4. Keseragaman bobot
Keseragaman bobot akan mempengaruhi terhadap kemurnian suatu sediaan karena
dikhawatirkan zat lain yang ikut tercampur. Caranya dengan ditimbang saksama 10
suppositoria, satu persatu kemudian dihitung berat rata-ratanya. Dari hasil penetapan
kadar, yang diperoleh dalam masing-masing monografi, hitung jumlah zat aktif dari
masing-masing 10 suppositoria dengan anggapan zat aktif terdistribusi homogen.
5. Uji titik lebur
Uji ini dilakukan sebagai simulasi untuk mengetahui waktu yang dibutuhkan sediaan
supositoria yang dibuat melebur dalam tubuh.

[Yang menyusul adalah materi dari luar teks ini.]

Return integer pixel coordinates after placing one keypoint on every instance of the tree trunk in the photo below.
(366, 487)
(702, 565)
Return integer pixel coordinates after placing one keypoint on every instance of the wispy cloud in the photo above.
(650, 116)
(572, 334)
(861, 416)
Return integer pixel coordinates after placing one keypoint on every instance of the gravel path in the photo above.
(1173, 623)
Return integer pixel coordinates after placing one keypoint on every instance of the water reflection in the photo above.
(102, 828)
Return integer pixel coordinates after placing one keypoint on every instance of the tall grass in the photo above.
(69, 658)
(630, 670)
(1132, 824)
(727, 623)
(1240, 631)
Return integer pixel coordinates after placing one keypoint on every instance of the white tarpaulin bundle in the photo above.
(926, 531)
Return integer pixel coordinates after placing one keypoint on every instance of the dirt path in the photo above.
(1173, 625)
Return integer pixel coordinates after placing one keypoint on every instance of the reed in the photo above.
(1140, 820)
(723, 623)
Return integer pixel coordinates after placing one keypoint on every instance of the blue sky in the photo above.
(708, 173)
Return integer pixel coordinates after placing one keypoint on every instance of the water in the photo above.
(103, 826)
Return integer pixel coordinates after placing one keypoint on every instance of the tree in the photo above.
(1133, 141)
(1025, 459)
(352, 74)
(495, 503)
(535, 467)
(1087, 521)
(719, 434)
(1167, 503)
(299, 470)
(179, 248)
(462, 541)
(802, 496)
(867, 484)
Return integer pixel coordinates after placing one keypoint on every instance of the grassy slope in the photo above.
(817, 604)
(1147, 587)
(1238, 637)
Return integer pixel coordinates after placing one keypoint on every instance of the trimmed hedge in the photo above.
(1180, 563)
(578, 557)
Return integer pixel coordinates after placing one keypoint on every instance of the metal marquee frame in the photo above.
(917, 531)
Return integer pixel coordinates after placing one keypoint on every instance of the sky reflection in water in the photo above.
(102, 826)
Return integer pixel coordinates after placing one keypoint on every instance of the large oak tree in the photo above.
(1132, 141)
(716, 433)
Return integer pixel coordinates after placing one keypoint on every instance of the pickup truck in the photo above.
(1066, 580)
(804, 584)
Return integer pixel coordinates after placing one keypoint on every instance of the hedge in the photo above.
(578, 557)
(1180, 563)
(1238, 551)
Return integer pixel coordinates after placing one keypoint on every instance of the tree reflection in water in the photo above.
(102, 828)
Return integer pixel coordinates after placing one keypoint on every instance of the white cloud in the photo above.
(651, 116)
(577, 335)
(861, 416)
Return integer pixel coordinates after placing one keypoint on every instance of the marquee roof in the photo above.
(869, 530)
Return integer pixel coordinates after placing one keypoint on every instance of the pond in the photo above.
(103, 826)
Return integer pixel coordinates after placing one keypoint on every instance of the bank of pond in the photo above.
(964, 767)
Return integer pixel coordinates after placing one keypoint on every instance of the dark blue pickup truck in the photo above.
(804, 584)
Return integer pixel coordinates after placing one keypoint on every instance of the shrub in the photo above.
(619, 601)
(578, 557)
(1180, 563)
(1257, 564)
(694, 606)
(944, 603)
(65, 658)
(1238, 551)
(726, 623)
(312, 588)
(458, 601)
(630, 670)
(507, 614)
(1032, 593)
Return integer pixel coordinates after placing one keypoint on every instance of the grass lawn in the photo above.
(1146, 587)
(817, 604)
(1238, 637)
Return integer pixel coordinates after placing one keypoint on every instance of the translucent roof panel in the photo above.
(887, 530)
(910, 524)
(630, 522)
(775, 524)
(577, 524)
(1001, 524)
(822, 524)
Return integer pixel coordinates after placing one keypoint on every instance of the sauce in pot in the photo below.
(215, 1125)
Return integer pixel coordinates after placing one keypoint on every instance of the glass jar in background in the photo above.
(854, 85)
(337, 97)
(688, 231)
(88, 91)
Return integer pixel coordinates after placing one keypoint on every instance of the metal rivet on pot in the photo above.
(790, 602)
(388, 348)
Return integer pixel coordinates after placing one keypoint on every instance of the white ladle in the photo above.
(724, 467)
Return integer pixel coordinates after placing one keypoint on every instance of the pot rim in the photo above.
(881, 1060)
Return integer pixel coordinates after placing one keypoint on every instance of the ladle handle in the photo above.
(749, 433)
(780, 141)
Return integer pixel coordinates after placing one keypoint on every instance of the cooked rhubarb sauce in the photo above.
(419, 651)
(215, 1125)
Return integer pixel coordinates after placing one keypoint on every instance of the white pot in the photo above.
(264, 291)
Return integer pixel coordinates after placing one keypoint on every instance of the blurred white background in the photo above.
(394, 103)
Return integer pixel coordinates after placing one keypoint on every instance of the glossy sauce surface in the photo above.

Dilakukan dengan cara menyiapkan air
dengan suhu ±37°C. Kemudian dimasukkan supositoria ke dalam air dan diamati
waktu leburnya. Untuk basis oleum cacao dingin persyaratan leburnya adalah 3
menit, sedangkan untuk PEG 1000 adalah 15 menit.
6. Kerapuhan
Supositoria sebaiknya jangan terlalu lembek maupun terlalu keras yang
menjadikannya sukar meleleh. Untuk uji kerapuhan dapat digunakan uji elastisitas.
Supositoria dipotong horizontal. Kemudian ditandai kedua titik pengukuran melalui
bagian yang melebar, dengan jarak tidak kurang dari 50% dari lebar bahan yang
datar, kemudian diberi beban seberat 20N (lebih kurang 2kg) dengan cara
menggerakkan jari atau batang yang dimasukkan ke dalam tabung.